Não se nota que a maior parte da chamada Ideologia Alemã é contra Max Stirner (como atestou a própria esposa de Marx, Jenny von Westphalen). A verdade é que na tentativa de se contrapor à crítica arrasadora de Max Stirner ao feuerbachianismo, Marx e Engels desembocaram em concepções absolutamente novas, teoricamente desvinculadas das anteriores. A partir de tal situação, o “materialismo” feuerbachiano passou a ser considerado por eles como idealismo e ideologia (bem como o grosso de suas próprias concepções anteriores e a corrente política de que de facto faziam parte). Nas páginas que virão, além da análise detalhada da obra de Max Stirner, daremos destaque a momentos de autocrítica – nem sempre expressamente registrada – por parte de Marx e Engels.

Se não é original dar relevo à interlocução dos autores com Max Stirner – considerando-se o que há em línguas estrangeiras –, cremos que fomos felizes em demonstrar como praticamente todos os conceitos fundamentais da nova “concepção de história” [Geschichtsauffassung] de Marx e Engelsapareceram pela primeira vez no trecho da chamada Ideologia Alemã dedicado ao autor de O Único. Demonstrá-lo é algo relativamente complexo; exigiu de nós a reconstrução do processo cronológico de redação da própria chamada Ideologia Alemã (para o que nos amparamos em demais estudiosos).

Todavia, uma vez realizada a tarefa, ficou clara a dimensão fundamental da interlocução de Marx e Engels com Max Stirner.

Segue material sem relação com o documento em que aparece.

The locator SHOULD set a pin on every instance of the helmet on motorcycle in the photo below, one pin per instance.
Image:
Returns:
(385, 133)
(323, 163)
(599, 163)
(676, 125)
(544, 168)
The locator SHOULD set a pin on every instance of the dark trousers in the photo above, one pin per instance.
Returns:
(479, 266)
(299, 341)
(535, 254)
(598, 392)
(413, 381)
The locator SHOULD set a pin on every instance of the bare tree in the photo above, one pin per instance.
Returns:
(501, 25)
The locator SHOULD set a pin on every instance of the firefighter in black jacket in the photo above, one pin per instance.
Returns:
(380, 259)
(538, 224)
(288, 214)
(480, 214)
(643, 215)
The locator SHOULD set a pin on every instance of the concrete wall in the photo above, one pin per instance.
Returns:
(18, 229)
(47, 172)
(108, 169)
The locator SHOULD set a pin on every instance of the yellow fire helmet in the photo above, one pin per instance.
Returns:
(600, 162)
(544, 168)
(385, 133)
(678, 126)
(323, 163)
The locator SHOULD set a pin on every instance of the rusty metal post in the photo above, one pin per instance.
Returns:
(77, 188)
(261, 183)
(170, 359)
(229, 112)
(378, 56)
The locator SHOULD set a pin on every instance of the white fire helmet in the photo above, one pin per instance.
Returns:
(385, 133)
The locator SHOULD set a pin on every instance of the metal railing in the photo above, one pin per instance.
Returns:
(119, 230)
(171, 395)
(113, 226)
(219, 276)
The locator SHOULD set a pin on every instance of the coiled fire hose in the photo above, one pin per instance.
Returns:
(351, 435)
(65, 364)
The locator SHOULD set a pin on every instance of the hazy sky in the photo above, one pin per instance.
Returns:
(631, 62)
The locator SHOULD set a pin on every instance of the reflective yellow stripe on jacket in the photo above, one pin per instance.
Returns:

E mais: dado que este é por excelência o antípoda do substancialismo feuerbachiano no jovem-hegelianismo, restou evidente que sua depreciação – pelos estudiosos do desenvolvimento teórico e político de Marx – é parte da desvalorização do rompimento do nosso autor com Feuerbach.

Em suma: o mal trato correntemente dado à obra de Max Stirner, não condizente com o que fizeram os próprios Marx e Engels, é parte da confusão que se propaga sobre o afastamento destes em relação à corrente política feuerbachiana de que faziam parte. Tal confusão deforma o processo de passagem de Marx (e Engels) ao comunismo. Buscaremos demonstrar, ao longo do livro, que essa confusão tem – como tudo, é claro – propósitos políticos.

Na conclusão, buscamos comparar nossa longa análise ao apontado pelo próprio Marx em sua pequena autobiografia intelectual de 1859. Além disso, tentaremos desautorizar algumas interpretações correntes desse texto. A nosso ver, resulta da comparação que esta longa exposição está próxima da literalidade expressa pelo autor estudado.

No adendo, mesmo que sem o detalhe e talvez o grau de rigor necessários, fazemos um breve apontamento sobre como, mais ou menos após a morte do nosso autor, o “marxismo” em fundação fez regredir determinadas concepções filosóficas a posições expressas por Marx e Engels ao final de 1844.

Rafael Padial é doutor em filosofia pela Unicamp.

Referência


Rafael A. Padial. Sobre a passagem de Marx ao comunismo. São Paulo, Editora Alameda, 2024, 630 págs. [https://amzn.to/3UJqyHi]

O lançamento em São Paulo será hoje, 14 de abril, às 14:30, com um debate do autor com Lincoln Secco e Ricardo Musse, mediado por Lucas Estevez.

Local: sala 24 do Prédio da Filosofia e das Ciências Socias da USP (Avenida Professor Luciano Gualberto, 315).

Notas


[i] Recentemente no Brasil apareceu uma exceção louvável, a biografia de Marx por HEINRICH, M., Karl Marx e o Nascimento da Sociedade Moderna. São Paulo: Boitempo, 2018. Até o momento, apenas seu primeiro volume foi publicado (inclusive no original alemão), mas pode-se notar nela a valorização dos interlocutores de Marx num nível superior ao usual.

[ii] Com o que, evidentemente, não afirmamos que a nossa proposta de periodização corresponda à realidade; apenas que uma periodização é necessária pois conforme à realidade.

[iii] Como atestam as obras de Lorenz von Stein e Moses Heß, as quais comentaremos.